The result of most products is binaries for a specific platform, they are just added to the docker image, which is inherited from the desired platform. Have you ever wondered why there are so many similar images in dockerhub? Drive, for example, nginx, you will see 100500 images from different people. These people did not develop nginx itself, they just added the official nginx to their docker image and seasoned it with their configs for the convenience of launching containers.
In general, you can simply store it in tgz, if someone needs to run it in docker, then add tgz to the Dockerfile, inherit from the desired environment and create additional buns that do not change the application itself in tgz. Anyone who creates the docker image will know what tgz is and what it needs to work. This is how I use docker here
Bottom line: I do not need a docker registry, I will use some sort of S3 or just file storage like google drive / dropbox
Docker in CI
All the companies I worked for are similar to each other. They are usually grocery. That is, they have some one application, one technology stack (well, maybe a couple - three programming languages).
These companies use docker on their servers where the CI process starts.

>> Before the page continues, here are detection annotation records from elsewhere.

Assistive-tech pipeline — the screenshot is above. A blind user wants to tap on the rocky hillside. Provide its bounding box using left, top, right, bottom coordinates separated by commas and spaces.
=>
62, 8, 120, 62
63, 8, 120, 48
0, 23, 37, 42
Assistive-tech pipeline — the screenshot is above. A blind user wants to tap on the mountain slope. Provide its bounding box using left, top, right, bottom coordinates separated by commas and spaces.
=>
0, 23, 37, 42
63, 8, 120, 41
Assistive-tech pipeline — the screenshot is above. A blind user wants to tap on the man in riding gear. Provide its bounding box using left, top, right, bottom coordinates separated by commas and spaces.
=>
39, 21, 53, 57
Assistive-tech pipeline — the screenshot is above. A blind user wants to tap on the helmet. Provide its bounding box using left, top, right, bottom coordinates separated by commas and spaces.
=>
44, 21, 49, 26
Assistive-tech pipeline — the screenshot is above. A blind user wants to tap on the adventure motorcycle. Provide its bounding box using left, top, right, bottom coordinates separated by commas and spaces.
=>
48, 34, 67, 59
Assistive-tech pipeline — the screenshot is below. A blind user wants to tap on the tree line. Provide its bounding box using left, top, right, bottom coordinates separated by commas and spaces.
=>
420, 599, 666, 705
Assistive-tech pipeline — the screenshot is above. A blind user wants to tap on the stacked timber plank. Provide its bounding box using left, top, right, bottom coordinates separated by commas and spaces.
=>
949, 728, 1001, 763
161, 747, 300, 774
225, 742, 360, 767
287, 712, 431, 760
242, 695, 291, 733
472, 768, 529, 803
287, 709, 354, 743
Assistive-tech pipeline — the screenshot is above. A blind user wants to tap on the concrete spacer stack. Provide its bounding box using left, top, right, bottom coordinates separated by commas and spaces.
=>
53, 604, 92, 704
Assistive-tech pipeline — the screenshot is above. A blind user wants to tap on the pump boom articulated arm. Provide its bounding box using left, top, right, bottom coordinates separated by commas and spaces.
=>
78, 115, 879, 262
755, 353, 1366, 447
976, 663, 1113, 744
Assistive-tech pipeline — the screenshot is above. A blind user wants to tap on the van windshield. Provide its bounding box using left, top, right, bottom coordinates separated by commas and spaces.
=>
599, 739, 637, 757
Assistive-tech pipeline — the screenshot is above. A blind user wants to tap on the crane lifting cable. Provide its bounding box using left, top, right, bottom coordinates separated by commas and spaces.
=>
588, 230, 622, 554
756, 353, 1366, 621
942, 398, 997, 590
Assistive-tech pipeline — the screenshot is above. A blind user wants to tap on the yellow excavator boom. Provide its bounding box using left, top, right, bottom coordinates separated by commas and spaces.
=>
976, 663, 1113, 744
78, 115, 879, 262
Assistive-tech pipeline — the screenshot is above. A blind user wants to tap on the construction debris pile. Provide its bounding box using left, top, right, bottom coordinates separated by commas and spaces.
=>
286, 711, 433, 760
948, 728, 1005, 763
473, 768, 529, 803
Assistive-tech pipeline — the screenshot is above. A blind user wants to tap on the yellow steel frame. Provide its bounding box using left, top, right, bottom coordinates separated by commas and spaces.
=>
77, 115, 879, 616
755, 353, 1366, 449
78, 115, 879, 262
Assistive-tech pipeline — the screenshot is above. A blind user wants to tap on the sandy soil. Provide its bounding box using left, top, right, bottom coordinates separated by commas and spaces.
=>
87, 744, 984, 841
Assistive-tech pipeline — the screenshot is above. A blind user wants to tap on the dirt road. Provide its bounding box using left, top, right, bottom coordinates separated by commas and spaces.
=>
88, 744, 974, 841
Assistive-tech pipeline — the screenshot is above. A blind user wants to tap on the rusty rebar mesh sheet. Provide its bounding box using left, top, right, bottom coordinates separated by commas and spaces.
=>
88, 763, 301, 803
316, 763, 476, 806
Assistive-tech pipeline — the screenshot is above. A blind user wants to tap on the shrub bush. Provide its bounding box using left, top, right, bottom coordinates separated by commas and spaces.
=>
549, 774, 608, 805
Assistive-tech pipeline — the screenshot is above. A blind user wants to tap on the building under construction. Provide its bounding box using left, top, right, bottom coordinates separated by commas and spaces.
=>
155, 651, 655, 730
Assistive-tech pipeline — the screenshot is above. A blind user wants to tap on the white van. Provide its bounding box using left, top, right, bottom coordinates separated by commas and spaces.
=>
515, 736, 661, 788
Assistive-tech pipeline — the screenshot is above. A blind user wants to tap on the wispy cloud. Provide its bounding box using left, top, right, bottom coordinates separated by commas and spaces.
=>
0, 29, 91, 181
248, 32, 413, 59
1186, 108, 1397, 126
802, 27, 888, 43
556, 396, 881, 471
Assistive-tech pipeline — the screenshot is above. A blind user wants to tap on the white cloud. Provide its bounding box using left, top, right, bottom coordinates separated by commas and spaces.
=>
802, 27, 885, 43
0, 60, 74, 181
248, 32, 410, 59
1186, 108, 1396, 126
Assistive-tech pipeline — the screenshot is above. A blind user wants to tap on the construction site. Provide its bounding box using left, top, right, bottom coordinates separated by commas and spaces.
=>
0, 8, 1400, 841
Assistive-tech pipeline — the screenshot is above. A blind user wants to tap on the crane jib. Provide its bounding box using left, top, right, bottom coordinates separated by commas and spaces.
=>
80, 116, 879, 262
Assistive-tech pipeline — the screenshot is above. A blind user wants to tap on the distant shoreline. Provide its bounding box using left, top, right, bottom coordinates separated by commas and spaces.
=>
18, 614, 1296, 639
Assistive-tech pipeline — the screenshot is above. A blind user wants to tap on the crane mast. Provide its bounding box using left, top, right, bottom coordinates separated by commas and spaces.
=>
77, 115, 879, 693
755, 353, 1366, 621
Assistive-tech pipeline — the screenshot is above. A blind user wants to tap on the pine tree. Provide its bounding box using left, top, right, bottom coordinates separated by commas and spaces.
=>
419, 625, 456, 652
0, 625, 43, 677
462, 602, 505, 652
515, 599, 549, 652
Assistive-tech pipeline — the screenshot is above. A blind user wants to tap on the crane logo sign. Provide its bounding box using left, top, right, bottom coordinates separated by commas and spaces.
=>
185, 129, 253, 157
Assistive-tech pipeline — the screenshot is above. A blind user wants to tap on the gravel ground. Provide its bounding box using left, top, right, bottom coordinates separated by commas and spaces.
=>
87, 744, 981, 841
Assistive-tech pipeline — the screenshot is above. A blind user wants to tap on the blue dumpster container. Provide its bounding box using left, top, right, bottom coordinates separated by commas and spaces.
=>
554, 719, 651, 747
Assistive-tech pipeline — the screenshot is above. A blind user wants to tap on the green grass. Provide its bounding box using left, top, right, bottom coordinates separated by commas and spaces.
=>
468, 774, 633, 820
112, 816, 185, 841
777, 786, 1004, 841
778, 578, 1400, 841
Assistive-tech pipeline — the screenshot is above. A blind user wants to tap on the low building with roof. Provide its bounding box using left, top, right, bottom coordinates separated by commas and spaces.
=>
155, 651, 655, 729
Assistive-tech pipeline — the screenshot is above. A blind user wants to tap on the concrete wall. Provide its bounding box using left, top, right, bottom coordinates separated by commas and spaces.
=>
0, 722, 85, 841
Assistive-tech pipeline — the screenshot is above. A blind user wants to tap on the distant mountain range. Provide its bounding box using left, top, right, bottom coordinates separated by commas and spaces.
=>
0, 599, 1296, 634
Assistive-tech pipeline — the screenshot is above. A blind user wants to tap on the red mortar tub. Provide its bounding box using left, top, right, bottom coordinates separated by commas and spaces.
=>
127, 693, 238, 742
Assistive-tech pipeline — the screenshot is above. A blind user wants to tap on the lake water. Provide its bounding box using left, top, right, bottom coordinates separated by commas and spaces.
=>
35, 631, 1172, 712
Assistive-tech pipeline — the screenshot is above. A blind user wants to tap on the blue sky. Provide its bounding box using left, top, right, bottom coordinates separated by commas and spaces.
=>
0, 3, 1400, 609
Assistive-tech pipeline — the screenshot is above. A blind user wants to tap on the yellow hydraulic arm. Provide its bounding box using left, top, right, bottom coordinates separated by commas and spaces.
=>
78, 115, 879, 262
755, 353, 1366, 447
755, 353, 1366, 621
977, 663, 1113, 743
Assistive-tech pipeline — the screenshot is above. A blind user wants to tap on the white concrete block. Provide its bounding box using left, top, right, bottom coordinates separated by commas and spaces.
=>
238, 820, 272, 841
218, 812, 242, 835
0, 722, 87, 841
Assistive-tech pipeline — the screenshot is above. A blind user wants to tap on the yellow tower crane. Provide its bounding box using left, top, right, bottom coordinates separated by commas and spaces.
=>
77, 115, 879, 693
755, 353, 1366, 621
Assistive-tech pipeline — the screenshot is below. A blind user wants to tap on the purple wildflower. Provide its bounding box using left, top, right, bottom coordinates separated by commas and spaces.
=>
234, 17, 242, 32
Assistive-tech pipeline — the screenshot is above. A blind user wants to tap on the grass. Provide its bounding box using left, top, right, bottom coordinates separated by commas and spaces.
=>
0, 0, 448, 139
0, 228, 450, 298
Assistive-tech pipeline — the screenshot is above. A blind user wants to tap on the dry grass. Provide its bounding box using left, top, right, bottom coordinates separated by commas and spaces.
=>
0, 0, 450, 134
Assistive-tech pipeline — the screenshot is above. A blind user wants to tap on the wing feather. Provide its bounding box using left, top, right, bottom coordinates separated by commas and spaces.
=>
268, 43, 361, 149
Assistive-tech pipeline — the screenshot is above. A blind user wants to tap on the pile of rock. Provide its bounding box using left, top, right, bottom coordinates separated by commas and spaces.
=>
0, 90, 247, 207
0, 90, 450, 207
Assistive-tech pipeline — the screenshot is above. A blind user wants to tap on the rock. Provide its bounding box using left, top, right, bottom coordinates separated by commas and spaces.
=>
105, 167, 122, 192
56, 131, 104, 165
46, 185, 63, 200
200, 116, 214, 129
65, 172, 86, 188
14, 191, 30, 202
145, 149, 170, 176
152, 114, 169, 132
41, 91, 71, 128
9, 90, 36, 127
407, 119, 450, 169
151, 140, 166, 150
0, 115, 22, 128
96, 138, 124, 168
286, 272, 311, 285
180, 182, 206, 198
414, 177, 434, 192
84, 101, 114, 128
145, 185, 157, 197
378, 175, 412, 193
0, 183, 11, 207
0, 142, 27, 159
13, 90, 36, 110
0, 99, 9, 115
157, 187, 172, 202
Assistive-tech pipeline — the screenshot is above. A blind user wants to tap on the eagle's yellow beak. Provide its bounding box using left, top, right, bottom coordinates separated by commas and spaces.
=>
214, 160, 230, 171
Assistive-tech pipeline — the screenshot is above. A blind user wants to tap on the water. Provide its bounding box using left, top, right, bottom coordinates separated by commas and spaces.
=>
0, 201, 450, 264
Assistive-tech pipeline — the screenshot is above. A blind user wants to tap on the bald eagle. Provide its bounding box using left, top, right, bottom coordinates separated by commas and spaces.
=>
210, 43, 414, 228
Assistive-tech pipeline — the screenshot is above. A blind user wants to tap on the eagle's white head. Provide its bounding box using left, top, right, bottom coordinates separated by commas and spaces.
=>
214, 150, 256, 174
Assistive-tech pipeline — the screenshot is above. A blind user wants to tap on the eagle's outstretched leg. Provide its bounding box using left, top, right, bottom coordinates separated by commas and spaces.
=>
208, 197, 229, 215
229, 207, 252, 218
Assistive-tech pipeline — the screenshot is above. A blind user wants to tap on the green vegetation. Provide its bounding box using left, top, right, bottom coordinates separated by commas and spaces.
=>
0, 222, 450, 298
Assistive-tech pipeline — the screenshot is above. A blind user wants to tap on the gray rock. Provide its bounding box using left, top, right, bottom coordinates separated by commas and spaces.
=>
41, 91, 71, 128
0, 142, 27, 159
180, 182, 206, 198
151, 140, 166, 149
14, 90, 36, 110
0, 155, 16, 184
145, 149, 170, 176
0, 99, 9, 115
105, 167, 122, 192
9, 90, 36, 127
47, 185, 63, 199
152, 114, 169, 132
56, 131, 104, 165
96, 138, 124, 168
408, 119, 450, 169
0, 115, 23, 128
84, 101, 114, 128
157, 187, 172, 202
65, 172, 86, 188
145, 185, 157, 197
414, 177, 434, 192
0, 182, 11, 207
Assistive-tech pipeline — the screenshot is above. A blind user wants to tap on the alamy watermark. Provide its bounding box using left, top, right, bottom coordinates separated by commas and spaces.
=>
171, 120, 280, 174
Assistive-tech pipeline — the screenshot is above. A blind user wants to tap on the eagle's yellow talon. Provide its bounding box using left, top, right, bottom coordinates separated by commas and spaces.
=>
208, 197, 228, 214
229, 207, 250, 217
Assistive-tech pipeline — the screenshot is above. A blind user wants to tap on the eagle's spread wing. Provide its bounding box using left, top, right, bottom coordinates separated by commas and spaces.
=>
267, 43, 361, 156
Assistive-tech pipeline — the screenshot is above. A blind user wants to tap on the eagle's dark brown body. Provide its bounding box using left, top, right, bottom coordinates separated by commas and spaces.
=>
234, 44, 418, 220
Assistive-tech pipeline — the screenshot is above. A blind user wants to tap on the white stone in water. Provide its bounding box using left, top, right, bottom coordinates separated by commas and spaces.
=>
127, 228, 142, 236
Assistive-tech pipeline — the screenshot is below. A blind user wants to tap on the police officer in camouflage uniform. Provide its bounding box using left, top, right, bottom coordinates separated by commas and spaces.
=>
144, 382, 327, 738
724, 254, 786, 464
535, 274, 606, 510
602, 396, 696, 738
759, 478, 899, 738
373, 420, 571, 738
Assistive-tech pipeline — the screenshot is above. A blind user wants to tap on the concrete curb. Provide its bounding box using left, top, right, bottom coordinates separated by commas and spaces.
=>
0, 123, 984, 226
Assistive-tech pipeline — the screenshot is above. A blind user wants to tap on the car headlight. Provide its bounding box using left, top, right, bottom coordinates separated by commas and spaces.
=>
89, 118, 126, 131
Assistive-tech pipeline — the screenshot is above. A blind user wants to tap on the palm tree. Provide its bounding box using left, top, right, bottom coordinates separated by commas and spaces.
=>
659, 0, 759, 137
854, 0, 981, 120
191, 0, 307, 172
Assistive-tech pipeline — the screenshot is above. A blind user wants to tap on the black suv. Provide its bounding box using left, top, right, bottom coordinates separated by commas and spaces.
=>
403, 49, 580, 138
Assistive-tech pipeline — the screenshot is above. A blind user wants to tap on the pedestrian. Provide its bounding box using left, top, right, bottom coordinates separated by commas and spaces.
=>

Question - why do I need to build projects in a docker container on my servers? Why not just prepare the environment for assembly, for example, write Ansible playbook that will install the necessary versions of nodejs, php, jdk, copy ssh keys, etc. to the server where the assembly will take place?
Now I understand that this is shooting yourself in the legs, because docker does not bring any profit with its isolation. Docker CI issues I encountered:
- again I need a docker image to build. you need to search for an image or write your dockerfile.
- 90% that you need to forward some ssh keys, secret data that you don’t want to write to the docker image.
- the container is created and dies, all caches with it are lost. the next assembly will re-download all the project dependencies, which is long and inefficient, and time is money.
Developers do not collect projects in docker containers (I used to be such a fan, I feel sorry for myself in the past xD). In java, it is possible to have several versions and change one command to the one that is needed now. In nodejs the same thing, there is nvm.
I believe that docker is a very powerful and flexible tool, this is its drawback (it sounds strange, yes). Companies easily “sit down” on it, use where necessary and not necessary. Developers launch their containers, some kind of their environment, then all this smoothly flows into CI, production. DevOps team writes some kind of bikes to launch these containers.
Use docker only at the very last stage in your workflow, do not drag it into the project at the beginning. He will not solve your business problems. He will only move the problems to another level and will offer his own solutions, you will do double work.
When docker is needed : I came to the conclusion that docker is very good at optimizing the delivered process, but not at building the basic functionality
If you still decide to use docker, then:
- be extremely careful
- don't force docker to be used by developers
- localize its use in one place, do not spread across all Dockefile and docker-compose repositories
- Recently I came across packer and they say it works very well with Ansible and allows you to unify the process of building images (including docker image)
- also about docker, interesting article
Thank you for reading, I wish you transparent decisions in your affairs and productive working days!